3. Their rankings are one of the more interesting signals for which models are popular, despite their flaws (most OpenAI and Anthropic users don't go via OpenRouter, it's currently not possible to tell the difference between many users switching v.s. one "whale" changing their preferred model)
Given how API costs are becoming meaningful for a lot of companies now, having a provider like OpenRouter to help measure your spend and easily experiment with and switch providers feels like a valuable service.
I’d prefer something that consolidates billing, but still lets me use providers' APIs directly (or via some "raw HTTP" proxy). There are plenty of unified API gateways, but I haven’t seen one that is just billing/auth in front of the native provider APIs.
Openrouter is very nice since it puts a barrier between you and those suppliers that were supposed to be like utilities. I got the feeling that if OpenAI was left alone they would be nice as a telco.
OpenAI and Anthropic have already done this.
Mandated BYOK will sink OpenRouter.
If you're doing any kind of production AI work you'll end up with outages caused by calling a single provider, OpenRouter seamlessly switching between providers is a godsend for uptime.
But even more than that there's meaningful cost+speed differences.
Here's Sonnet 4.6 being served direct, via Amazon and via Google
https://la9q13gg8w.evvl.io/
(spoiler: Google was both fastest and cheapest)
Are tech companies FOMOing so hard that they're now all running AI venture arms themselves instead of you know, developing their own products? Except for NVIDIA who needs to keep pumping the bubble I didn't expect the others.

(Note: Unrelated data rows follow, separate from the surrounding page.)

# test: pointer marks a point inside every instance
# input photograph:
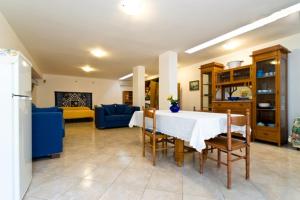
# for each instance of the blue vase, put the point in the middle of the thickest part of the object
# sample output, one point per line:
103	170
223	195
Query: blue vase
260	73
174	108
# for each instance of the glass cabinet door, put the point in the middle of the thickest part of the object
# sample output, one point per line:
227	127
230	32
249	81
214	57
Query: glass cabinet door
266	93
206	91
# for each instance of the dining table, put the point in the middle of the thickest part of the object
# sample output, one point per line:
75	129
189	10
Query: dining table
187	126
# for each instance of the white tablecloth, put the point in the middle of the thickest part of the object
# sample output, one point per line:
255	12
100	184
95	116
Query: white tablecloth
193	127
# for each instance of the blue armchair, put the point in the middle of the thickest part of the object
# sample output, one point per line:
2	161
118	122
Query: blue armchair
47	131
113	116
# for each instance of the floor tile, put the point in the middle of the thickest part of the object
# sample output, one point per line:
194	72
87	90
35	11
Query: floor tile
161	195
107	164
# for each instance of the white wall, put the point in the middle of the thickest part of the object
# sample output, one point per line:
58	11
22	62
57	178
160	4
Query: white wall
189	99
189	73
10	40
104	91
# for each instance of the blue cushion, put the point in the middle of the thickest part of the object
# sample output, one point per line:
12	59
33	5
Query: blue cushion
118	118
128	110
109	109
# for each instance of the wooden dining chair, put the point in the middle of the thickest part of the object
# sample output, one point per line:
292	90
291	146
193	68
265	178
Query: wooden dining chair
227	144
155	137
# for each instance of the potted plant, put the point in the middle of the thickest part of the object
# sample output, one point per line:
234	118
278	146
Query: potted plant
174	104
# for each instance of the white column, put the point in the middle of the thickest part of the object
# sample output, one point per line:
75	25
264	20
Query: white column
139	86
167	78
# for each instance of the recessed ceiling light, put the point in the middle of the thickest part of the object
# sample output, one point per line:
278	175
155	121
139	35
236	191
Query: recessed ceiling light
126	77
231	45
132	7
249	27
88	68
98	52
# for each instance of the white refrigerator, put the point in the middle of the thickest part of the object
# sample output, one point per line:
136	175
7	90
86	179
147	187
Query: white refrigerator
15	119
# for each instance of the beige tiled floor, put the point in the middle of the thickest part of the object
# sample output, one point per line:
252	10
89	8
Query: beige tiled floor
107	165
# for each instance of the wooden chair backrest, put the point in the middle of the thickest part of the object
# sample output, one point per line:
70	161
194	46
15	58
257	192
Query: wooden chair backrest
149	113
238	121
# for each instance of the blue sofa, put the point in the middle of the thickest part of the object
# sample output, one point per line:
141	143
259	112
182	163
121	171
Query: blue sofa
47	131
114	115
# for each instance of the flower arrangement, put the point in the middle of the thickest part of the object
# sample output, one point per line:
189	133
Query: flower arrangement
172	100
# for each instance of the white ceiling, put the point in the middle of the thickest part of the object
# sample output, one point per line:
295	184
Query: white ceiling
59	33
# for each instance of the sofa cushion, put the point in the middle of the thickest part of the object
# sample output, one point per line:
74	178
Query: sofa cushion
127	110
110	118
109	109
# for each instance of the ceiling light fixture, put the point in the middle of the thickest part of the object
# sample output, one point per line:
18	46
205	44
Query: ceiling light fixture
126	77
249	27
132	7
88	68
231	45
98	53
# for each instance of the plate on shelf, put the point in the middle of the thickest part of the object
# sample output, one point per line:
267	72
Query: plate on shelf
264	105
271	125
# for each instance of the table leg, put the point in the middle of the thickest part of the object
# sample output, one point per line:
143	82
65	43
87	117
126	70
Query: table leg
179	152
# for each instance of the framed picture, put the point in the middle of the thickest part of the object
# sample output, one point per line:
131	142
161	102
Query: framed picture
194	85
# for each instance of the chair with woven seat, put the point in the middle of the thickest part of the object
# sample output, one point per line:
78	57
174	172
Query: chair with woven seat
154	136
227	144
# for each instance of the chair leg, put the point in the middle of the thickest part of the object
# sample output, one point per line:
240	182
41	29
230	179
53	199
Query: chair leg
166	145
247	162
201	162
153	150
143	138
219	158
229	168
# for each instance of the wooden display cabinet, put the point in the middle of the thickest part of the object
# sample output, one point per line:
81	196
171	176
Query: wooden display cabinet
127	97
270	88
151	93
208	84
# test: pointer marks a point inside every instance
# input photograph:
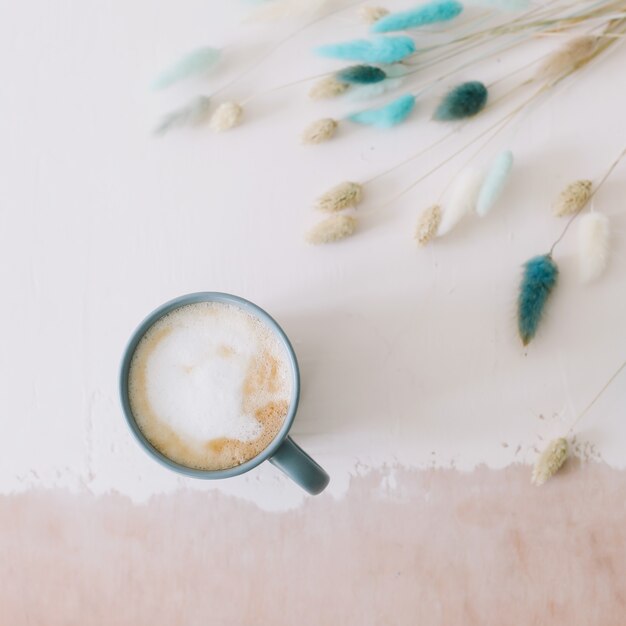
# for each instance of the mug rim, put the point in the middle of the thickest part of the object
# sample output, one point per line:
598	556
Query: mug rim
129	351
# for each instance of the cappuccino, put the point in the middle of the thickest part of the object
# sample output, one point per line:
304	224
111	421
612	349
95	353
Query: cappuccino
210	385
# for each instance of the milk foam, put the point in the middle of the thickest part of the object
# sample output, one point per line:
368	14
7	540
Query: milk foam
209	385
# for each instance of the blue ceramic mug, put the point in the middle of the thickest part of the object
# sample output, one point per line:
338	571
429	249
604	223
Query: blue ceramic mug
282	452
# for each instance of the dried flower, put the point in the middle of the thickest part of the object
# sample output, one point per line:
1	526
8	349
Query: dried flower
320	131
332	229
343	196
568	57
573	198
226	116
427	224
328	87
540	277
372	14
550	461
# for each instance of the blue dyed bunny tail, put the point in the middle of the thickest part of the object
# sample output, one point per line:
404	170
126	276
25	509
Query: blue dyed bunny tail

After things begin to settle down, we'll probably see a consolidation of both frontier and open-source models - and then OpenRouter will become less useful, because that 5% overhead is well worth it when you want to try 20 models from 10 labs, but harder to stomach when you only need 5 models from 2 providers, and each of those providers has its own API knobs that you can tune to make things even cheaper.
So many use cases, like sharing AI/assisted features externally, with the ability to use those features but also limit the fallout if its shared / used for other purposes, without jumping through more fallible hoops like safeguards etc.
I'm sure they're experiencing growing pains, but a larger model selection (and faster releases for open weights models), would keep us from using other providers. For example, it took much longer than it should have to get Qwen 3.6 ~30B class models released (almost 2 weeks if I recall)
I think they should go in this direction: they should make their own Model Agnostic versions of whatever functionalities other AI companies are making. Examples
1. personal chat app
2. the chat app working with their own implementation of memory
3. coding harnesses that are model agnostic
When I think of OpenRouter, I should think of "model agnostic LLM tools".